It clarifies something that's always confused me about that scene, which is why Armand saves Daniel the first time. He wouldn't save Daniel as a person, he clearly knows Daniel needs to die, but he's not seeing Daniel as a person there. Daniel is just a substance. He rips him away from Louis to stop him from using.
And i think that adds a whole other layer to the fight he and Armand have to think that this is Louis on a bender, with Armand cleaning up after him because he's not stable enough to. Louis in the bed for a week isn't just healing from the burns, he's going through withdrawal. Him at the table with Daniel giving him the "bright young reporter" speech is probably the first time he's been sober in months.
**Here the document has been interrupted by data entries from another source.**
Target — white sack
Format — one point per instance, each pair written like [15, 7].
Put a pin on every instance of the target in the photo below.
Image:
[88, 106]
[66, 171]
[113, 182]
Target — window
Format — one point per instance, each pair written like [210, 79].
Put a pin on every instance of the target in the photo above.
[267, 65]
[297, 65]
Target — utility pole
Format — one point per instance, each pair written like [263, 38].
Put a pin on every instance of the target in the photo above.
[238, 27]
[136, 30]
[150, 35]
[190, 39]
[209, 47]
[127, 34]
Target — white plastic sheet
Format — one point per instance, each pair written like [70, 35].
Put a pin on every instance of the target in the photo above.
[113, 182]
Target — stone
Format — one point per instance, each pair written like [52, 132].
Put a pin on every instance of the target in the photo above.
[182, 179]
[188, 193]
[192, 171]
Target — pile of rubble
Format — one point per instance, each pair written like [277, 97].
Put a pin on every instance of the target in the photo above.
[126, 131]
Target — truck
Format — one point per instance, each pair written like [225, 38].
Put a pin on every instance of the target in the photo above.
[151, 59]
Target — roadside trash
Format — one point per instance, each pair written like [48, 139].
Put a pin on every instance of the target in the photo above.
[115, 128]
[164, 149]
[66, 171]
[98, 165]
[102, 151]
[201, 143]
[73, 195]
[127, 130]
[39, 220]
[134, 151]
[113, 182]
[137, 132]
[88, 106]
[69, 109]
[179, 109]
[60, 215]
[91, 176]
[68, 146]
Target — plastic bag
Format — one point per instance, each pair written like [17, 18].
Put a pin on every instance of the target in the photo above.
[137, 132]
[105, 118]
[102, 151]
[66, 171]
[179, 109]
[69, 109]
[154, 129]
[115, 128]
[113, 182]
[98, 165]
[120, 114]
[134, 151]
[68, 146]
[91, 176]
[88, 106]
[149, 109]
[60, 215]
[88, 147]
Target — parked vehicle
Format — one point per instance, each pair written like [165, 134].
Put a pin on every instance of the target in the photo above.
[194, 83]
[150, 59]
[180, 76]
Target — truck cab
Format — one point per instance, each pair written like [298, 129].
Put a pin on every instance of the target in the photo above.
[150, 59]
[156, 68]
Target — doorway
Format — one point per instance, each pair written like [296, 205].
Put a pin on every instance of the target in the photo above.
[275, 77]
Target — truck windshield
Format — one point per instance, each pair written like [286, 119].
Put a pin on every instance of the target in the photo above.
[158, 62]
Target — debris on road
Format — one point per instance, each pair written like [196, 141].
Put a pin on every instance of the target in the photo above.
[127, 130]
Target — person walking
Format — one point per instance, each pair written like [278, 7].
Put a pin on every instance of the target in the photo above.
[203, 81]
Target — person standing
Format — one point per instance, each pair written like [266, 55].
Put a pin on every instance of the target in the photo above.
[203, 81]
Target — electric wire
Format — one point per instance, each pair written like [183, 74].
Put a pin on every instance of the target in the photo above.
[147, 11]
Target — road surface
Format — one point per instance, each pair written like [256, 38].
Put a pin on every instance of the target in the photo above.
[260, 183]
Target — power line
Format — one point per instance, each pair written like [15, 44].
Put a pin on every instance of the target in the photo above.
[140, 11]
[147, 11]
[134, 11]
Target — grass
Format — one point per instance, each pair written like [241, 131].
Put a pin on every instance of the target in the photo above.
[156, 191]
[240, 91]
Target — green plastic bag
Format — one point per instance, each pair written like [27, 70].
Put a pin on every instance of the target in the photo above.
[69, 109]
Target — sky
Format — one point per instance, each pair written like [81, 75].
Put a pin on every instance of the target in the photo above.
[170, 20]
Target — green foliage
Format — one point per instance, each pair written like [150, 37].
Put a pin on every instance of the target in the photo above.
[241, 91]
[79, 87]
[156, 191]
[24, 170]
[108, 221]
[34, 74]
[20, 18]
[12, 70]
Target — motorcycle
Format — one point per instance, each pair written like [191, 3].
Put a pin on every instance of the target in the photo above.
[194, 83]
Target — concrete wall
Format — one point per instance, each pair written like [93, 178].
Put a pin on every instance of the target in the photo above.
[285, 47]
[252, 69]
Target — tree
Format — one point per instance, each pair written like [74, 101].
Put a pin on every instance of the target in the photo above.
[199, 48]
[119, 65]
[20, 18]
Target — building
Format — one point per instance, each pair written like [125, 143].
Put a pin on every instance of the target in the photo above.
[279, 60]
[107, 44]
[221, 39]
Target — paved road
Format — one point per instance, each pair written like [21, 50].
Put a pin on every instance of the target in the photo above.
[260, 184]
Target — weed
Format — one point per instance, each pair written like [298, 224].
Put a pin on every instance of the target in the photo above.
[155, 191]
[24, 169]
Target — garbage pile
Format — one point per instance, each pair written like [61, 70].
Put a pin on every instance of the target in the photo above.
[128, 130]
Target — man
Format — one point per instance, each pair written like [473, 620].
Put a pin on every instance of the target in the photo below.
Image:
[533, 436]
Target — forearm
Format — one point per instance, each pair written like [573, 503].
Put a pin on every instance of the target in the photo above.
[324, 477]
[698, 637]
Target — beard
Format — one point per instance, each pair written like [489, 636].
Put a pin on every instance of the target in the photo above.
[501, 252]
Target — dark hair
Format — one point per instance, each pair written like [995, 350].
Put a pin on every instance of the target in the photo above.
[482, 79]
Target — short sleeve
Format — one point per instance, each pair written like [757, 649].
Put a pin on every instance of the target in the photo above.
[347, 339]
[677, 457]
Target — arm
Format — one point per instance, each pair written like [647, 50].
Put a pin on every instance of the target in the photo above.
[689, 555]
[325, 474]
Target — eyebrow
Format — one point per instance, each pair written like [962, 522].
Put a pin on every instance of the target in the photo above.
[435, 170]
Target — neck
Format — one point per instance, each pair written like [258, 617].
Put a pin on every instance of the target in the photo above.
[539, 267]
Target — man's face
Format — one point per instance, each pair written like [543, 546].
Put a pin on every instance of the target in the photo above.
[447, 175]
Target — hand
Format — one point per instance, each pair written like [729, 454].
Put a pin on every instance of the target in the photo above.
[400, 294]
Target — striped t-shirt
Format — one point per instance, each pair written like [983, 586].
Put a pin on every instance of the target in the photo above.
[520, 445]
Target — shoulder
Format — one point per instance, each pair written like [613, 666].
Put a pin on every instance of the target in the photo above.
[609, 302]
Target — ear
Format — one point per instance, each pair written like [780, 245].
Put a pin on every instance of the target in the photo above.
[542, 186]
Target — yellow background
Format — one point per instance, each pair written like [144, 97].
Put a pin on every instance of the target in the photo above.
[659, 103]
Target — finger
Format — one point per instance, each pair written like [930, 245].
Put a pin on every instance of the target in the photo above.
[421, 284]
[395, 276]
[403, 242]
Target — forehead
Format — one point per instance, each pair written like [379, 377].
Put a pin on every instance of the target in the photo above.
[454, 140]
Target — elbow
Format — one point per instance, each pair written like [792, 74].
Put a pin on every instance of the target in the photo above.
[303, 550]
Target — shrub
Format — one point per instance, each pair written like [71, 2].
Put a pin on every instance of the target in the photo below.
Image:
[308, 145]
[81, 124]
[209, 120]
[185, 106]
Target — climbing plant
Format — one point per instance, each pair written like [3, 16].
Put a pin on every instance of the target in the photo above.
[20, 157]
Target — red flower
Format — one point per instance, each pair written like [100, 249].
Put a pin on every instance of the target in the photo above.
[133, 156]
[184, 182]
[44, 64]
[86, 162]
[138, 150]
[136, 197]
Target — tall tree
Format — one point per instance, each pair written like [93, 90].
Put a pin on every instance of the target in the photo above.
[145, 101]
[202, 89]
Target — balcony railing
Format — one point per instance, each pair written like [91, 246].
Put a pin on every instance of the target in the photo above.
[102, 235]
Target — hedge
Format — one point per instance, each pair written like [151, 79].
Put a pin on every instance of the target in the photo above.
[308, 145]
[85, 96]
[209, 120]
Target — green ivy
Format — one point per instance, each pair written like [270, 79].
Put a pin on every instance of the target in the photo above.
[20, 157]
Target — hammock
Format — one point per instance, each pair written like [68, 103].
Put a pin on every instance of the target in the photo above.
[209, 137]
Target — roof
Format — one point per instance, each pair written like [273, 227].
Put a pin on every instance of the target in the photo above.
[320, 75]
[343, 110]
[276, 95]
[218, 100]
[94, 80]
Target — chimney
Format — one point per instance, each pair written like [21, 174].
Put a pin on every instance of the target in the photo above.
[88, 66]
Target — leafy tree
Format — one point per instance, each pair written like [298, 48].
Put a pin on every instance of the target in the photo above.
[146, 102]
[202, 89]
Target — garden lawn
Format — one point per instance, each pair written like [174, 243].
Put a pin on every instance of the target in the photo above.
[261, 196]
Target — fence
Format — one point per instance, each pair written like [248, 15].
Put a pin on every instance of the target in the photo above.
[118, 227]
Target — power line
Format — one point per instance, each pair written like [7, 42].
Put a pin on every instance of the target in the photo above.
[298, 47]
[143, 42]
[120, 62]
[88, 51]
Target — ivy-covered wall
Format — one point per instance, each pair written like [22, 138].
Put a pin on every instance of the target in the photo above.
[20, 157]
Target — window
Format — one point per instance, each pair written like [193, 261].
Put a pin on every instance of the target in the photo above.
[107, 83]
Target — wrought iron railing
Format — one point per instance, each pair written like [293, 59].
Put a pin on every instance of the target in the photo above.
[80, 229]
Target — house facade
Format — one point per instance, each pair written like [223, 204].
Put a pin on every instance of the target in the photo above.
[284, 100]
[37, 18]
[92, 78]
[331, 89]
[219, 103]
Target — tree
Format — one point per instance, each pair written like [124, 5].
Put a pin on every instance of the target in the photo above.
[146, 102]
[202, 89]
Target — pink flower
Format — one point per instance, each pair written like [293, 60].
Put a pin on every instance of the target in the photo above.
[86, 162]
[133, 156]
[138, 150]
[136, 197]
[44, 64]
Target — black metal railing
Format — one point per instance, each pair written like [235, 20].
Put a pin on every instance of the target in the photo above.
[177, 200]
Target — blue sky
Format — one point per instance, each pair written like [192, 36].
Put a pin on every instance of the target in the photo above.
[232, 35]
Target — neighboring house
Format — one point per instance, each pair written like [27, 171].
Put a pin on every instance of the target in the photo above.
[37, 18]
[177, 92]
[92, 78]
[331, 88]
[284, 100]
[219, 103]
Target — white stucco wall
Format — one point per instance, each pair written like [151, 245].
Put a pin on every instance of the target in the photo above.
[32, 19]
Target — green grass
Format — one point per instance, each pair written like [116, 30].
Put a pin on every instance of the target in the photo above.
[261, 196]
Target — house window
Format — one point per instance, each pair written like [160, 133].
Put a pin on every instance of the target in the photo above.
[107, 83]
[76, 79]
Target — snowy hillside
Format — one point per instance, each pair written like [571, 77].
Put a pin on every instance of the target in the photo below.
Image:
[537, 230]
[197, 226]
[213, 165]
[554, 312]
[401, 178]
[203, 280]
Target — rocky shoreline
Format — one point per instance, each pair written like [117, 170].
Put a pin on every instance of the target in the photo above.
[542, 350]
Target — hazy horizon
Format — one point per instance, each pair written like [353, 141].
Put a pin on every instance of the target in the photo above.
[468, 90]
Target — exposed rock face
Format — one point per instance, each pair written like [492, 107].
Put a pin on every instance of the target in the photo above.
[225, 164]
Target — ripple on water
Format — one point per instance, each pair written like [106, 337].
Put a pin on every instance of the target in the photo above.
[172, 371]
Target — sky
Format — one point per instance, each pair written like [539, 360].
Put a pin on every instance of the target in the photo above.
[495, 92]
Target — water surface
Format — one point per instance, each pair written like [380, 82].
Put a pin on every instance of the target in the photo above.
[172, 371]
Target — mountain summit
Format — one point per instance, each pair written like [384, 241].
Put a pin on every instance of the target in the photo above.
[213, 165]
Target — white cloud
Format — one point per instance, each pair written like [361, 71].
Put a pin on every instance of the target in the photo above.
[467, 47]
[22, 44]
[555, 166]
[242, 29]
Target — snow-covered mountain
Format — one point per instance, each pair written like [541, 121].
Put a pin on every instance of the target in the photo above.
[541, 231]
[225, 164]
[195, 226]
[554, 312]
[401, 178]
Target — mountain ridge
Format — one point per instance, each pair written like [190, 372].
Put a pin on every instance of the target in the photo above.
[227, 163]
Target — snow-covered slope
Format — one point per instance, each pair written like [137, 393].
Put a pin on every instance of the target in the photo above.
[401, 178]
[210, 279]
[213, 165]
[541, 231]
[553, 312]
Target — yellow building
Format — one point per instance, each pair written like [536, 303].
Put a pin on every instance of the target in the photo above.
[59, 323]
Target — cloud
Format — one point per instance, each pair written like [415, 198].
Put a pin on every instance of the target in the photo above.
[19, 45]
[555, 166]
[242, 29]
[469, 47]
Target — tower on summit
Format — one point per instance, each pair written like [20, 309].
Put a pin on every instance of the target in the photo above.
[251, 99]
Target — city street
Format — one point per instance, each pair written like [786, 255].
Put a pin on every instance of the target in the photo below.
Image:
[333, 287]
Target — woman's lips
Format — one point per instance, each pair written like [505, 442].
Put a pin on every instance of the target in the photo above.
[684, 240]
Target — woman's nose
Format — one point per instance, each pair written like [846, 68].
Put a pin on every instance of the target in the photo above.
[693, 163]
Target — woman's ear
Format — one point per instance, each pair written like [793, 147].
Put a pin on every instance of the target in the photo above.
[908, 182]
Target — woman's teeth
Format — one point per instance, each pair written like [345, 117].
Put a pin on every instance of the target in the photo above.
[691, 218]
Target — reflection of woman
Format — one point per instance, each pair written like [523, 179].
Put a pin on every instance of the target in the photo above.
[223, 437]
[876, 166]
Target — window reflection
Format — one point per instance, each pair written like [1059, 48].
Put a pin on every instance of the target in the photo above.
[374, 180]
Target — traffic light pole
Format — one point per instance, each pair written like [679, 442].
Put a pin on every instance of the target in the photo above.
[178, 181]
It adds another layer to Armand's desperation, that Louis has been running from both Armand and himself in this way, and of course Armand wants to erase that memory. Of course he wants to pretend that that fight never happened. Not just to protect himself but in a way to protect Louis from having said those things. When he describes the fight to Louis afterwards, he says "you said the worst things you've ever said to me." And he doesn't really know how to forgive Louis for that so he just wants to bury this rock-bottom moment and move on like it never happened. After all, Louis was high, he didn't really mean it, but if he remembers then maybe he might think that he had a point. Better to wipe the whole experience away.